The big topic in financial markets continues to be, when will the Fed hike the rate? We believe this meme is a feint, a diversion, an homage to a regime long gone and possibly not returning for years. Long time readers know that we consider "quantitative regimes" to be proper CB orientations in times of unacceptable inflation or disinflation (de). When metrics are moving around in acceptable parameters, a rates regime is proper calibration.

The transition back from Q to R can be a drawn out affair. Coming out of the Volcker Q-Regime, the Fed had (secretly then) begun the shift several years before Greenspan openly discussed targeting the Funds rate. An entire generation of traders had, in fact, never been exposed to the concept. Returning to a rates target is trickier from the other side of the spectrum, the side we are on now.
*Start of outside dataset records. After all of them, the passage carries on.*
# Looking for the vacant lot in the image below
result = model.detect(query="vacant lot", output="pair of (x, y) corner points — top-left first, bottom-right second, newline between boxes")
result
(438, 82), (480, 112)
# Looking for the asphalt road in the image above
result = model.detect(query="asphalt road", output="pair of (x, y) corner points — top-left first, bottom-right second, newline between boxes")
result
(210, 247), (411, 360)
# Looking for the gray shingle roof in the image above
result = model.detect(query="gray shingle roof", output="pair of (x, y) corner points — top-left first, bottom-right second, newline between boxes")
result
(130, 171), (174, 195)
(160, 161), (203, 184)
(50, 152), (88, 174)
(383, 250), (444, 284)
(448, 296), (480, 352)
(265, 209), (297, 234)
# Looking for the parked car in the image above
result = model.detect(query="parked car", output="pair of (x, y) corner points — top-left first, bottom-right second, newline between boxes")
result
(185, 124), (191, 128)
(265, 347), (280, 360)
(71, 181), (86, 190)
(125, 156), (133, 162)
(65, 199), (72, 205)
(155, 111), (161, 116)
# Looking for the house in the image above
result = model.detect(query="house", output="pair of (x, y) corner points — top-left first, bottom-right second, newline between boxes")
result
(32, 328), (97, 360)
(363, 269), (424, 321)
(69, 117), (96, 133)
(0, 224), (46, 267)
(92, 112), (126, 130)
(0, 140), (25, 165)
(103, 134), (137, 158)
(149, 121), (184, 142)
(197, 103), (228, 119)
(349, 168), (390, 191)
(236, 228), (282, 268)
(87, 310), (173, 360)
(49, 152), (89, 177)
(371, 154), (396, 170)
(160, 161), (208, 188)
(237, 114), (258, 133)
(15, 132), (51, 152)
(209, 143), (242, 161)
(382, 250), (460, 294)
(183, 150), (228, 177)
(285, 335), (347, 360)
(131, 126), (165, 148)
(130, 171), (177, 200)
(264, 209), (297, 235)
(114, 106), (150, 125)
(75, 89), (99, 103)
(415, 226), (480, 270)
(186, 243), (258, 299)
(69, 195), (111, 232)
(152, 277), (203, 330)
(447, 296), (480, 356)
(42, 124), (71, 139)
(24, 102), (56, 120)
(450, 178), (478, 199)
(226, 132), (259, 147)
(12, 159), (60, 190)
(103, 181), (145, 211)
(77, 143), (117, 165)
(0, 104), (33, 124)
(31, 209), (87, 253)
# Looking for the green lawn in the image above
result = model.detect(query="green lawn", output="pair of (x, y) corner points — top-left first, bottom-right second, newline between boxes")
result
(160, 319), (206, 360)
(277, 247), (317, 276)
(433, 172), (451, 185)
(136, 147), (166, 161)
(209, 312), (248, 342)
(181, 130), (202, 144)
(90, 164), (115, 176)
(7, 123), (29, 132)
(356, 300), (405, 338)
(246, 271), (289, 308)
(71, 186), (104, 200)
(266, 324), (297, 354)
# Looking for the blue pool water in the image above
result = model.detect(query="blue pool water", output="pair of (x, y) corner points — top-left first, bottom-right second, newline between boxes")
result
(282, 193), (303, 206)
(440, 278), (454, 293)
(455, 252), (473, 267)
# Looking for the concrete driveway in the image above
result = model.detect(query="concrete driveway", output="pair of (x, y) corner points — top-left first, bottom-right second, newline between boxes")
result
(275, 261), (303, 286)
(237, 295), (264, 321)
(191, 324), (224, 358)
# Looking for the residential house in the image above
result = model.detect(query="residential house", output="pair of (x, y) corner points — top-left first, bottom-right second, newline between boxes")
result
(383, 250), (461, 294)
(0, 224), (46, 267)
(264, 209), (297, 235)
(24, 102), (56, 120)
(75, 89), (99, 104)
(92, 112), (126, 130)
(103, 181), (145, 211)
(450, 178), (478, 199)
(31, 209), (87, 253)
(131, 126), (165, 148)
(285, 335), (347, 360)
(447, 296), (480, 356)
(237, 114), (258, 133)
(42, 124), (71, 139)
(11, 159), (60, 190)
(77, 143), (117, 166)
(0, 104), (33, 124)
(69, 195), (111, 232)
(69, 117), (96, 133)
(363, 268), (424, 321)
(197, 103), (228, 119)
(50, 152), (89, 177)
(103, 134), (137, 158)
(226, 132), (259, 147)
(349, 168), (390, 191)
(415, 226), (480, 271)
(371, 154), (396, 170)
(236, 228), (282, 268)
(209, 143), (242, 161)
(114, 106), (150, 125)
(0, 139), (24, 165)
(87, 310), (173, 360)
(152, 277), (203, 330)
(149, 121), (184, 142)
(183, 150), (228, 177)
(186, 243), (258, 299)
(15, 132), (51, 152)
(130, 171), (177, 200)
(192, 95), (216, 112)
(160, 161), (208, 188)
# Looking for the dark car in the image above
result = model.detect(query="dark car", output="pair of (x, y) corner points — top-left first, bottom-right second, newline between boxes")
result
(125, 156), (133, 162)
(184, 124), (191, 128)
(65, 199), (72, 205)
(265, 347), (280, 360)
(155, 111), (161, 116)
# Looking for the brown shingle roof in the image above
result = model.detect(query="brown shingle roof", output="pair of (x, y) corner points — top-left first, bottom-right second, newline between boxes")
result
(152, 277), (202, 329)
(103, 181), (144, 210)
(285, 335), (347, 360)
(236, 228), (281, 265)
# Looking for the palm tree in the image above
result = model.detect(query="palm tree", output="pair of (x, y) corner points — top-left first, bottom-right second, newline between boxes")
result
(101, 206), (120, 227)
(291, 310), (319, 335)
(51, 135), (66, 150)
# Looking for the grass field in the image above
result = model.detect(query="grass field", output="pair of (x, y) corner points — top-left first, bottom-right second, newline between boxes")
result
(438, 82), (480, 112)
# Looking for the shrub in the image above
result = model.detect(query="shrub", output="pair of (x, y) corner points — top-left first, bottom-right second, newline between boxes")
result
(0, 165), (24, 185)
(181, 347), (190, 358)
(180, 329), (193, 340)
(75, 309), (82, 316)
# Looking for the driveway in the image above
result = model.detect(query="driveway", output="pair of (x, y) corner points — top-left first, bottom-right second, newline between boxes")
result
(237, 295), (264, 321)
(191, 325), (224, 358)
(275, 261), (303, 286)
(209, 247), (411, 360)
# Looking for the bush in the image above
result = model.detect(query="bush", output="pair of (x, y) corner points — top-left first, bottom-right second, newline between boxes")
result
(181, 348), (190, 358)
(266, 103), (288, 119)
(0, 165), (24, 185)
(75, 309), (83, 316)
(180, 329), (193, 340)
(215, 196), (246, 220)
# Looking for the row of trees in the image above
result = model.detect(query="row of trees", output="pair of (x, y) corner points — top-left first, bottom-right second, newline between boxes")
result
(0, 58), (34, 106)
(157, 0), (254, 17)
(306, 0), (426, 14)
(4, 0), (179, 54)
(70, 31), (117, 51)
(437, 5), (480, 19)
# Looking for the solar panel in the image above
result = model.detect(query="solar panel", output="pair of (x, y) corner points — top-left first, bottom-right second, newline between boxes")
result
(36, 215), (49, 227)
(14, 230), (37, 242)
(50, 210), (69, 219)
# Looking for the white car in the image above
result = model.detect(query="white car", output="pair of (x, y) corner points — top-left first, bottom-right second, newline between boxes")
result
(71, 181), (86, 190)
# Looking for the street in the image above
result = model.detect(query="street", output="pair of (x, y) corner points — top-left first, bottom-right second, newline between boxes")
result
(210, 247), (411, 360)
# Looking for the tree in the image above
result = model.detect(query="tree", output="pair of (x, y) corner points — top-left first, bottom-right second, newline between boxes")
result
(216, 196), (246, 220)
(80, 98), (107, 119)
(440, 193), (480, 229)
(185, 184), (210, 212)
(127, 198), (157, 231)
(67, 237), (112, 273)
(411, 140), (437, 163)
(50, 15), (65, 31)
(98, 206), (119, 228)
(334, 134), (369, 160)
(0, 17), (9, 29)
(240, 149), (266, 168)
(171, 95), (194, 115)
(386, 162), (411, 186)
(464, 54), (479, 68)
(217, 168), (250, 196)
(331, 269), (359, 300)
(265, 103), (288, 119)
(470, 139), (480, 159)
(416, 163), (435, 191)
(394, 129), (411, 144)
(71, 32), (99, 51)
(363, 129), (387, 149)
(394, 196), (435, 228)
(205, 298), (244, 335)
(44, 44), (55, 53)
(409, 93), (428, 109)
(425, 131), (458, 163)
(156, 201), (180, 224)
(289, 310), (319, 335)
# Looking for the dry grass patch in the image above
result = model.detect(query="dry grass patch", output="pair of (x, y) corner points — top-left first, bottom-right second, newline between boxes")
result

The Fed balance sheet, and thus the balance sheets of the Fed's biggest constituents, is the issue.

Beyond a signaling device, why would the Fed raise the rate (what rate ?) while the system is loaded up with QE balance sheet accounting? More importantly, why would the Funds rate be the instrument chosen to send that signal? An IOER rate hike amounts to an increase in the "electronic marking up of balances" on Fed accounts. The FOMC and Staff are quick to warn, "Please don't call this a subsidy." Institutionalizing a spread, or soft floor, between IOER, Fed Effective and the RRF is an admission of uncertainty with regard to regime change.

We believe the balance sheet should be left to fall by default by a significant amount before anything beyond a symbolic small rate adjustment occurs. Stopping reinvestment is a critical first move.  Time is the second. A CB wishing to return to a rates regime cannot simply ask market participants to ignore the nearly 3T elephant in the room. The post crisis regulatory changes are sweeping. The rates regime officials hope to return to is NOT the regime of the LIBOR based money system of the great credit cycle.